If you choose not to sing along, that’s fine. I will respect your feelings as long as you respect the flag and the anthem.

Unfortunately, that doesn’t always happen.

I was at a game last week and was standing directly across from the teams as local JROTC members presented the colors in the middle of the floor. I stood there singing when I noticed movement just left of the flag.

It was one of the athletes from the visiting team and she was quite distracting. She adjusted the spandex shorts underneath her uniform, first the left leg and then the right. Then she tugged at the left sleeve of her jersey and then the right. And finally, she pulled her headband down, let her hair out of her ponytail, pulled it back up and then readjusted her headband.

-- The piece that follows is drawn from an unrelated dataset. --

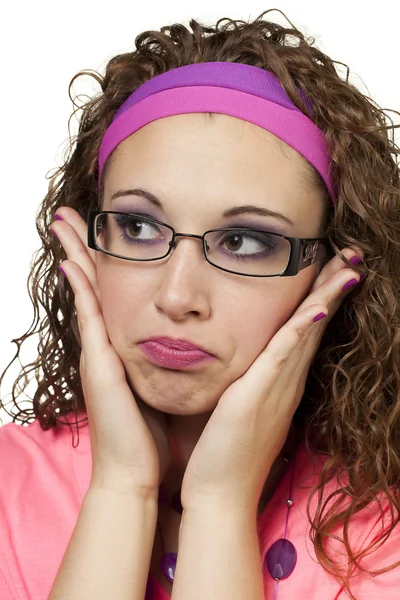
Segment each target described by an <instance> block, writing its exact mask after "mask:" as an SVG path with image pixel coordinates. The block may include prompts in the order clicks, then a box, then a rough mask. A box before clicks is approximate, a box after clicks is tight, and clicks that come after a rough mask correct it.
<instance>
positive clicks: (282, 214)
mask: <svg viewBox="0 0 400 600" xmlns="http://www.w3.org/2000/svg"><path fill="white" fill-rule="evenodd" d="M122 196H141V197H142V198H146V200H148V201H149V202H151V204H153V205H154V206H156V207H157V208H160V209H161V210H163V209H164V207H163V205H162V202H161V200H159V198H157V196H155V195H154V194H152V193H151V192H149V191H147V190H143V189H141V188H135V189H129V190H119V191H118V192H115V193H114V194H113V195H112V196H111V202H112V201H113V200H115V199H117V198H121V197H122ZM243 214H253V215H258V216H260V217H275V218H277V219H280V220H281V221H284V222H285V223H288V224H289V225H294V223H293V221H291V220H290V219H289V217H287V216H286V215H283V214H282V213H279V212H275V211H273V210H270V209H269V208H263V207H261V206H254V205H253V204H246V205H243V206H234V207H232V208H228V209H226V210H224V212H223V213H222V216H223V217H236V216H237V215H243Z"/></svg>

I fought hard to concentrate on the song and the words and the flag and what it all meant. And I felt badly for the student singing just a few feet from her.

I did not know her, but I was embarrassed for her, her family, her school and her community.

So here’s the back story, if you didn’t know:

After a 25-hour onslaught of Fort McHenry by the British, the early morning light broke through on September 14, 1814, revealing the US flag still flying over the fort. Francis Scott Key looked out from the ship where he had been detained, seeing this sight, and then penned the words that would later become “The Star-Spangled Banner.”

By the 1890s, it had been adopted by US military forces for ceremonial purposes during the raising and lowering of the colors. And it officially became the national anthem in 1931, according to The National Museum of American History.

The respect we should show is not just for the national anthem, but also for the flag.

According to The Flag Code: “To salute, all persons come to attention. Those in uniform give the appropriate formal salute. Citizens not in uniform salute by placing their right hand over the heart and men with head cover should remove it and hold it to left shoulder, hand over the heart….When the national anthem is played or sung, citizens should stand at attention and salute at the first note and hold the salute through the last note. The salute is directed to the flag, if displayed, otherwise to the music.”

Henry Ward Beecher said: “A thoughtful mind, when it sees a Nation’s flag, sees not the flag only, but the Nation itself; and whatever may be its symbols, its insignia, he reads chiefly in the flag the Government, the principles, the truths, the history which belongs to the Nation that sets it forth.”

The fans of that Boston Bruins game demonstrated that to the the country. An example we all could follow.